Вот гады, подумал я с досадой. Ведь нельзя покойников в пассажирских самолетах возить, только в грузовых разрешается, уж я-то все инструкции «Аэрофлота» знаю, девять лет летаю по всей стране без передышки. Безусловно, и тут не обошлось без взятки…
Чтобы отвлечься от этого гроба, я скользнул глазами по пассажирам, выстроившимся у турникета перед выходом на летное поле. Толпа спекулянтов, везущих зелень в Прибалтику, огромные кепки-«аэродромы», плохо выбритые или вообще не бритые лица, темные мятые пиджаки, надутый, как индюк, майор-пограничник с круглым лицом, две пожилые женщины в шелковых узбекских платьях, какой-то тип в черном пиджаке с маленькой траурной фотографией покойного родственника на груди… Стоп! Я вгляделся в лицо этого «типа». Да это же Зиялов, Олег Зиялов, мой одноклассник по бакинской школе, я с ним в восьмом или девятом классе учился, вместе с уроков в кино удирали, я у него на контрольных по химии списывал, а он у меня – по литературе.
– Олег! – шагнул я к нему.
Мне показалось, что на какую-то долю секунды он словно окаменел и не сразу взглянул в мою сторону (что естественно, когда тебя окликают по имени) – нет, мне показалось, что он словно сделал внутреннее усилие взглянуть на меня. Впрочем, ведь у него кто-то умер, решил я, и, видимо, это он везет гроб с покойником. В таком состоянии трудно переключиться на какие-то посторонние вещи…
– Привет! Я – Гарин, не узнаешь? – сказал я, уже видя, что он узнал меня, конечно. – Прими мои соболезнования. Кого ты хоронишь?
– Дядю, – ответил он как-то заторможенно и все еще смотрел на меня с сомнением – мол, знает он меня или не знает.
– Зиялов, мы же с тобой в одной школе учились! Что ты так смотришь? Я – Гарин, ты за мной на последней парте сидел. Помнишь?

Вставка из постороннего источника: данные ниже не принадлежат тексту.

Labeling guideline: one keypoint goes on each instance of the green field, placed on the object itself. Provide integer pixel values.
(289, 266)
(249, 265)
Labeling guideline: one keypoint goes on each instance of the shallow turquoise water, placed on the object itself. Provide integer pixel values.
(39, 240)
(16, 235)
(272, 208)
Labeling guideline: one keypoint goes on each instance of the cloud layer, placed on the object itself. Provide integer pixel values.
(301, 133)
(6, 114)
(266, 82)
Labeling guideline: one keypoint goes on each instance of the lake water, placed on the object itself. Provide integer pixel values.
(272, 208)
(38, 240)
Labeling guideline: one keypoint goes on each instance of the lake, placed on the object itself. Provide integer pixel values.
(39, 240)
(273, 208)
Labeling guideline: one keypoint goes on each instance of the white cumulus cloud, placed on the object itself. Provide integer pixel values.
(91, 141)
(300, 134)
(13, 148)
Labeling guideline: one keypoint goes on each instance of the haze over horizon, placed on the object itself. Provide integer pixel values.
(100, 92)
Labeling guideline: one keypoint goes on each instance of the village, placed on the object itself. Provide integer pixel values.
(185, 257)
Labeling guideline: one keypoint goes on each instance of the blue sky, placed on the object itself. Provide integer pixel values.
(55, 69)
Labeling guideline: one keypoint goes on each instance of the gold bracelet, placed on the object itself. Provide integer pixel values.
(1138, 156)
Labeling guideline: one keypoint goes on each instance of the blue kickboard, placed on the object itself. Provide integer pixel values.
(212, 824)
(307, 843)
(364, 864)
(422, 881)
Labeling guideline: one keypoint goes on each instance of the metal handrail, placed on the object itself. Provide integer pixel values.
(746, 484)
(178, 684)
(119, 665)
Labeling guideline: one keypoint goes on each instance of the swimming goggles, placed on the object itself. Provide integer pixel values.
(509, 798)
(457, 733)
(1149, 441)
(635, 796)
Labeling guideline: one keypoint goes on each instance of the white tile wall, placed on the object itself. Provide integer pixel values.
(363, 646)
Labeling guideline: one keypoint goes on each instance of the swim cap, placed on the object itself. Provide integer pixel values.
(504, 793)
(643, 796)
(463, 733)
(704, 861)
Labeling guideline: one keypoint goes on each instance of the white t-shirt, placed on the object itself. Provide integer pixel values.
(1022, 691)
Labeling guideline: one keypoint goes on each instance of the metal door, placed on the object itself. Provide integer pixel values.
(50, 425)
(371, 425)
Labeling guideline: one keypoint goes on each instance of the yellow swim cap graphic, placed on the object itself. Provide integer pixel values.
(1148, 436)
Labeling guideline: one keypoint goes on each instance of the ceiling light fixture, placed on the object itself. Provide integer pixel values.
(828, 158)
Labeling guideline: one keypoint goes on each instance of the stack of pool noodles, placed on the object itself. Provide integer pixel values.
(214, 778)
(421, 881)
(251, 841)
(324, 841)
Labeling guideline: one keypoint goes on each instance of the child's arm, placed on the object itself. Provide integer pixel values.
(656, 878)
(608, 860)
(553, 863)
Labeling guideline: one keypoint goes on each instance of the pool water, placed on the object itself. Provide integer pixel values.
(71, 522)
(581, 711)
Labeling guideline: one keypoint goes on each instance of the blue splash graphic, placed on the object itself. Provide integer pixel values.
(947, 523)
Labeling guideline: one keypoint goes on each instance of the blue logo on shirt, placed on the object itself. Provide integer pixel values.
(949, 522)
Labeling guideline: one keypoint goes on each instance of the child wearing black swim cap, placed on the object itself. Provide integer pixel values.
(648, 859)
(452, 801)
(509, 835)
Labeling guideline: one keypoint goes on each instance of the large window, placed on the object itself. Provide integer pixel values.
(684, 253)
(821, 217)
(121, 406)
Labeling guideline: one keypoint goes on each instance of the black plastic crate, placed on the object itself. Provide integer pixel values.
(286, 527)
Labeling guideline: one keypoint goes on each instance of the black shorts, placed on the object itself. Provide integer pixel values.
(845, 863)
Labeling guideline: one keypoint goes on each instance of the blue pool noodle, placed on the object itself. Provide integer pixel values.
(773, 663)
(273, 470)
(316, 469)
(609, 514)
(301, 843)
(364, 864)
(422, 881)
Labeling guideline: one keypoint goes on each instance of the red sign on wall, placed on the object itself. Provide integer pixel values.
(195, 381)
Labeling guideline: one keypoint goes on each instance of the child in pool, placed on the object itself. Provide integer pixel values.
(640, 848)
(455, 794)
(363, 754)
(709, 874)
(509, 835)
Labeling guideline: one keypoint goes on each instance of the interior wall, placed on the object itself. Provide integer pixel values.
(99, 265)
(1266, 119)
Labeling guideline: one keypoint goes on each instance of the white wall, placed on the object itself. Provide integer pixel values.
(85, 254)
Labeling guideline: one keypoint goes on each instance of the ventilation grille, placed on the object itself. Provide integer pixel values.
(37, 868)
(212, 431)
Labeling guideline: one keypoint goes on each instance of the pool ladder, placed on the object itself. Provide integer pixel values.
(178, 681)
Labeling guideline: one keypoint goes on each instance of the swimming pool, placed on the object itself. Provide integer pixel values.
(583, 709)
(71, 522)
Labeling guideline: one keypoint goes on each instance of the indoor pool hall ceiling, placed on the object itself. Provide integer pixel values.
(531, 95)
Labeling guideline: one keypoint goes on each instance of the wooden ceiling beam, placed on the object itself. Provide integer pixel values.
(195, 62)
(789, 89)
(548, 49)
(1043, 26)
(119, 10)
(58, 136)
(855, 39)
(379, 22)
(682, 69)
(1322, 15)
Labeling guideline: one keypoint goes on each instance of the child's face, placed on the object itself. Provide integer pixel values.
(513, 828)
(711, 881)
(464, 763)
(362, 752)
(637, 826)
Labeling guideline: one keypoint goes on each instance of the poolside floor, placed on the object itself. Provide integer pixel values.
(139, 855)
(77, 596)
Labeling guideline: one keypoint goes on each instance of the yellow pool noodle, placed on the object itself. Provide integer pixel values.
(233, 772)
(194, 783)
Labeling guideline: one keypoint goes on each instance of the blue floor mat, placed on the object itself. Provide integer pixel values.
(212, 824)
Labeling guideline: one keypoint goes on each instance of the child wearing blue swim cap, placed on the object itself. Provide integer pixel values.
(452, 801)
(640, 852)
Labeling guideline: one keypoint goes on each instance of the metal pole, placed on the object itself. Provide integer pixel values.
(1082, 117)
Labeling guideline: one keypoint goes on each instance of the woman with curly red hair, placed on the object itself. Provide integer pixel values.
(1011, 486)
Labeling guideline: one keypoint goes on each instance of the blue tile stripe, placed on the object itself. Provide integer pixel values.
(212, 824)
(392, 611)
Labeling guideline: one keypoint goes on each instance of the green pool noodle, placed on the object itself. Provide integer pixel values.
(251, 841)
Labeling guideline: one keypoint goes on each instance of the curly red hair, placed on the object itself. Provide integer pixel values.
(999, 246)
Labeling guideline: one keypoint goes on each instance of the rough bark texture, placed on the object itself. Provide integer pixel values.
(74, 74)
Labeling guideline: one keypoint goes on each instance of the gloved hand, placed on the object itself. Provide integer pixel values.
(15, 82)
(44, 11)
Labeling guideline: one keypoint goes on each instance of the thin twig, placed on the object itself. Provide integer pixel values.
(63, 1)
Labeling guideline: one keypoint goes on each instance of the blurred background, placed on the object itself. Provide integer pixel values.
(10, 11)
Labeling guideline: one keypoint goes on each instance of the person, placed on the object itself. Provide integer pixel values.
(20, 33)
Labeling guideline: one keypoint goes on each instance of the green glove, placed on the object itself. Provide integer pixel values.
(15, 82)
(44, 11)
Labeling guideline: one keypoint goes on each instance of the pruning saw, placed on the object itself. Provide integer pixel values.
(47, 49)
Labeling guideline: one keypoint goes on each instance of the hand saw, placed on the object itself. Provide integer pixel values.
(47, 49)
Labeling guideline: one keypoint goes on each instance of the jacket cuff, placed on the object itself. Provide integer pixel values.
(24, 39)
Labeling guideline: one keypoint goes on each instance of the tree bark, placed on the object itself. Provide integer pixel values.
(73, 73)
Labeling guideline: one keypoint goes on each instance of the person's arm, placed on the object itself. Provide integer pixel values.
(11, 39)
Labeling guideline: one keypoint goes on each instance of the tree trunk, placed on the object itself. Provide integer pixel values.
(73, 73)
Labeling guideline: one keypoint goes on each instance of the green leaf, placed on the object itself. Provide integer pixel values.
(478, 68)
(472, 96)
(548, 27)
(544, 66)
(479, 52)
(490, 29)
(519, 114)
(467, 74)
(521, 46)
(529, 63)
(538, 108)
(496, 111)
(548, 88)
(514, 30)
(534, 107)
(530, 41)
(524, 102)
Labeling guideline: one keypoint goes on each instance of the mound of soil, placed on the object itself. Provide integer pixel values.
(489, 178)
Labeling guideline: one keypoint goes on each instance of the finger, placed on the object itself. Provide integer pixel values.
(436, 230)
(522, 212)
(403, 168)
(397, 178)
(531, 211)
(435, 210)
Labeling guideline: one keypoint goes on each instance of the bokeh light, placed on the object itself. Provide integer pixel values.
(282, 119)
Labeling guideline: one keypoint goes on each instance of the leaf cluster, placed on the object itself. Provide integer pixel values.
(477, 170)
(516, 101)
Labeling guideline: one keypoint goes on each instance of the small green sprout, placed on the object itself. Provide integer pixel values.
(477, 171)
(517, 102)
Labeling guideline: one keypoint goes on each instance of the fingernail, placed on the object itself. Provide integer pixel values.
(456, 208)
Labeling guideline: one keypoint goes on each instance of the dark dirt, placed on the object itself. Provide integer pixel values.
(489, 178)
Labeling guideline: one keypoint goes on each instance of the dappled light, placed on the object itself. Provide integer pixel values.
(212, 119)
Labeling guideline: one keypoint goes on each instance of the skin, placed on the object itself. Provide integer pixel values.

– А-а, – сказал он нехотя, будто вспоминая с трудом. – Да, правильно…
В этом «правильно» не было ни энтузиазма, ни обычного при таких встречах дружелюбия. Я даже пожалел, что подошел к нему. И не так уж я неузнаваемо изменился за эти 11–12 лет, чтобы не узнать меня, он вот больше моего растолстел и как-то обрюзг, не то, чтобы постарел, но в наши 27 лет можно еще обойтись и без жировых складок на шее. Впрочем, в этот момент объявили посадку на самолет, пассажиров стали пропускать через турникет к трапу, и я поплелся за Зияловым в каком-то странном положении не то чтобы отвергнутого, но и в то же время почти непризнанного школьного друга.
Но, черт его знает, подумал я, может ему этот дядя был роднее отца, и может быть, он поэтому в таком трансе, я ведь еще, слава Богу, никого не хоронил из близких, родители на Украине, бабушка в Баку. Ладно, не будем на него обижаться.
– Слушай, – сказал я, когда мы остановились в очереди перед трапом. – Если тебе нужна моя помощь – в Баку или в Москве… Ты в Москве бываешь?
Он опять посмотрел на меня долгим взглядом и молчал куда дольше, чем нужно, чтобы вспомнить, бывает ли он в Москве или нет.